5 Tips for Teaching a Better Yoga Class

Ashton Class-7901

Not only are there many facets that make up a great yoga class, there are also lots of different opinions on what actually constitutes a great yoga class. Different strokes for different folks, as they say. But regardless of your teaching style, your students, or the type of class your are offering, here are five simple tips for teaching a better yoga class that can apply to absolutely anyone.

1) Build the Container

  • Plan a Beginning – Middle – End, and I don’t just mean in your sequence. You are holding space for your students during the time of their practice. That space needs a container. How do you plan on starting the practice? Do you have a theme? A story? Are you going to start class with a breathing exercise or meditation to help center/ground your students? What’s the middle point of the practice? What’s the energetic peak (more on this later)? How are you going to end the practice? Do you just get your students out of savasana and say goodbye (We’ll talk about a Call to Action further down this post)? How do you tie your ending to the beginning and middle? How does your voice support the framework of your class? These are all important questions to know the answers to when holding space for your students.

2) Make it about your students

  • It’s never about you. It’s about your students. So once you step into the seat of teacher, set your ego aside and serve your student’s needs. If you are sharing a personal story, make sure that you relate it back to your students because: it’s not about you, it’s about them. If you have a certain way of doing things, but it doesn’t work for a particular student, them let them do things their way because: it’s not about you, it’s about them. I don’t mean be an overachieving people pleaser. If you try to please everyone you’re likely to just piss everyone off. Be your authentic self, but your responsibility is to your students, not to uphold your ego or image. So leave your ego at the door. Can you make every single thing you do in that class room be a gift of service to your students?
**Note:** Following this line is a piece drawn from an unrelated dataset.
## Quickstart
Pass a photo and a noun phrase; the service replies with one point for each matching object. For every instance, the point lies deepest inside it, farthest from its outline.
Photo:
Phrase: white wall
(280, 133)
3) Know your peaks and valleys

  • Whether your are teaching to a Queen/King pose or offering a potpourri class (touching on a bit of everything), it’s important to also know where your energetic peaks and valleys are. A lot of teachers use the term “peak pose” to signify what I might call the Queen pose, but I use the terms to mean different things. To sequence to a Queen/King pose means that all postures in the class serve that one pose in one way or another (as opposed to sequencing a potpourri class where students get a little bit of everything). But your Queen might not be your peak energetic experience of a class, it could be a floor posture towards the end of class, for example. Knowing your peaks and valleys allows you to know in a general sense where your student’s energy levels will be guided throughout the class and it will also help you to understand how to play with the pitch of your voice throughout the class. You’ll likely want a stronger, more energetic voice during your peak, but a calmer, more grounded voice during your valleys, like your intro and closing. How you navigate your peaks and valleys is a large part of building a container of space for your students during the practice.

4) Know your Soundtrack

  • Do you plan on having music or not? Some people love music during their practice, others: not so much.
  • If you plan on playing music in class, then it’s important to know where your energetic peaks and valleys are. When creating a playlist it’s important to understand the container you are creating for class, the pacing of your class, and the overall mood. You don’t want super fast paced energetic music for a mellow Yin class, nor do you want sleepy meditation music playing if you are doing a fast paced power class, or while you are doing something like core work in the practice. You want music that suits the energetic vibe on the practice.
  • Let’s say that you don’t plan on using music at all. Wonderful, AND, there will still be a soundtrack. What’s the soundtrack? The students breath and your voice. So it’s still important to know the various peaks and valleys of your sequence and class, and it’s also important to make sure your students are breathing.
    • Something I will often do in a class where students aren’t breathing very much and seem to be low in energy is to get them laughing or making silly sounds. Whatever pose I have them in (usually tadasana or downward dog, but it can be any pose), I have them close their eyes, inhale and exhale with a silly noise. Having them close their eyes makes them feel less self conscious and making a silly noise diffusing some of the social tension of people feeling weird about taking strong audible breaths. Sometimes it may take 2 or 3 attempts at this before the room really breaks the ice, but MAN-O-MAN do they start breathing after!

5) Call to Action

  • This is, in my opinion, one of the most important things we can do as teachers: offer a call to action. Students having time out of their day to come to a yoga class is huge, but given the hectic pace of life, students often jump right back into their day without any consideration of the practice. So remind them and give them something to do! How can they bring the practice into their lives? Bring your theme into it. How can they continue the message of the theme of your class throughout your student’s day? As you close the container of your practice with them, open up a new container for them that extends into their day and life!